In the course of this tech crash, quite a few stocks and even some large caps have lost more than half of their market value. Yes, in some cases even up to 80% or even more. Anyone who had experienced this market phase with leverage would be sitting on a total loss today in the best-case scenario. Or possibly on an even worse performance with some margin call. A margin call would probably have liquidated many a position, you couldn't even hope for a turnaround anymore. The money would be gone, once and for all.
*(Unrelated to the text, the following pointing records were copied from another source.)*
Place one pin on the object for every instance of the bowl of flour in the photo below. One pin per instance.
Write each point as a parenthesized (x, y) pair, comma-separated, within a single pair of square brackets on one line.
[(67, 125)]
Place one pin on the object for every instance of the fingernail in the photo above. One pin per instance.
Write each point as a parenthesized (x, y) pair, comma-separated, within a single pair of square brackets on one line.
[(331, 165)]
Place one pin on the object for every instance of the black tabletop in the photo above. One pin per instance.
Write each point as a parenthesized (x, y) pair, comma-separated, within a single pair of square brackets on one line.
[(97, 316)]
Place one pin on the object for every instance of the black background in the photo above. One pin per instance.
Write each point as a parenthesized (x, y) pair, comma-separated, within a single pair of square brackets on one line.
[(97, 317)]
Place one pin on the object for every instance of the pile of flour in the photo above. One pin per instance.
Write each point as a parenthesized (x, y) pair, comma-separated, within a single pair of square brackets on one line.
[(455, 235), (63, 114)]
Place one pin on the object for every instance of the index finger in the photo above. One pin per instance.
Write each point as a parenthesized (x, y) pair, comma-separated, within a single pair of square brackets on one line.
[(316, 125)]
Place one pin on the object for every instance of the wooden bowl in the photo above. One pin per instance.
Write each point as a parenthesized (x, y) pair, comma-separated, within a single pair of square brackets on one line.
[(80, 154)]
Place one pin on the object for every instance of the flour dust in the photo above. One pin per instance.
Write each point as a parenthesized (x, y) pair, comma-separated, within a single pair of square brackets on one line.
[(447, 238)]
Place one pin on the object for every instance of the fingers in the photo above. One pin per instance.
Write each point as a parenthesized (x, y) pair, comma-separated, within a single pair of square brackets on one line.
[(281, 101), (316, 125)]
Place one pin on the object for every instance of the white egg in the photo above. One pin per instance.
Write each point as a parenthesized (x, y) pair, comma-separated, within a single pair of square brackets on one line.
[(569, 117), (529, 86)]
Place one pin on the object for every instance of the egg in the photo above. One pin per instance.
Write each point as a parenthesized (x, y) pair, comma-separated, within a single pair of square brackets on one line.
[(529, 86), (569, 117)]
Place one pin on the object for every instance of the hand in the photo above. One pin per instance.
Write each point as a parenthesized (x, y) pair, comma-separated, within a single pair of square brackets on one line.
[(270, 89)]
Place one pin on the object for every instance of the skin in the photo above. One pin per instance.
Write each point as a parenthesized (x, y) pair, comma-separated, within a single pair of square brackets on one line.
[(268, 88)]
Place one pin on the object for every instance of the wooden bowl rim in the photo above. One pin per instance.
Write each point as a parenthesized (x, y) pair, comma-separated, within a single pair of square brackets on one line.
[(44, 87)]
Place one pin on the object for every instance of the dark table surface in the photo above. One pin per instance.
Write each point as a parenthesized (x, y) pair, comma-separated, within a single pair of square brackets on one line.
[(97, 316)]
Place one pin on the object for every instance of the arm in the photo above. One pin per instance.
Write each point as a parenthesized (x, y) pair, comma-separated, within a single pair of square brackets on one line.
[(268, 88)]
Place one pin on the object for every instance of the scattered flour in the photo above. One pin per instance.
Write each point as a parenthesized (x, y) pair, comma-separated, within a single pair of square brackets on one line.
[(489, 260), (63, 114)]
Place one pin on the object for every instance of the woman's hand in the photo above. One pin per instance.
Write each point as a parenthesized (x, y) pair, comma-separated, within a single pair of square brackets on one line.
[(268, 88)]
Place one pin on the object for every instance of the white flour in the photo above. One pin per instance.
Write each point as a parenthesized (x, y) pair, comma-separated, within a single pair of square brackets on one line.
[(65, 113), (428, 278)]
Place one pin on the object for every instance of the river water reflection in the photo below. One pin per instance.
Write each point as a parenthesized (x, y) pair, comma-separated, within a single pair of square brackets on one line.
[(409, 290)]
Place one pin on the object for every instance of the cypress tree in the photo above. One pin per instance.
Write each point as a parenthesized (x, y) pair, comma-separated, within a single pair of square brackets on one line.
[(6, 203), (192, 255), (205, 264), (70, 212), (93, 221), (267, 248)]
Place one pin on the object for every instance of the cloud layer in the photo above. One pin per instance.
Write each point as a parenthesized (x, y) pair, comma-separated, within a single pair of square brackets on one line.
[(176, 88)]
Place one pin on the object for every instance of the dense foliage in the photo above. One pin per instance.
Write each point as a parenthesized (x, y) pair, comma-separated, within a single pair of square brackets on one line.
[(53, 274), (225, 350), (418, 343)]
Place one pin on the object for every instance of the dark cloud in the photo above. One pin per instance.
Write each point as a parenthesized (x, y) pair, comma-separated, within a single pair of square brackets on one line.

Credit would also be something that would make me at least beat more restless at night. The tech crash is probably a challenge for investors anyway. As already mentioned: Some shares have already corrected by 80 % or more. Imagine, one would have built up this still with a credit and would sit on a minus. But you would know that you would have to pay interest and repayment for the loan despite temporary book losses? That would unnecessarily increase the pressure and perhaps encourage many a bad decision.
This tech crash and the hypothetical aftermath therefore show me: I invest exclusively, 100%, with my own money. Neither leverage nor credit will I ever use to buy stocks or ETFs.
Simple remedy to save yourself worry
There may be settings where loans and leverage are appropriate. Or for certain types of investors. However, one thing is for sure for me: both is not my way. The tech crash and thinking about the consequences shows me this one more time. In any case, if I can't afford to buy a stock or a block of stocks of the size I want: Then I just don't do it either.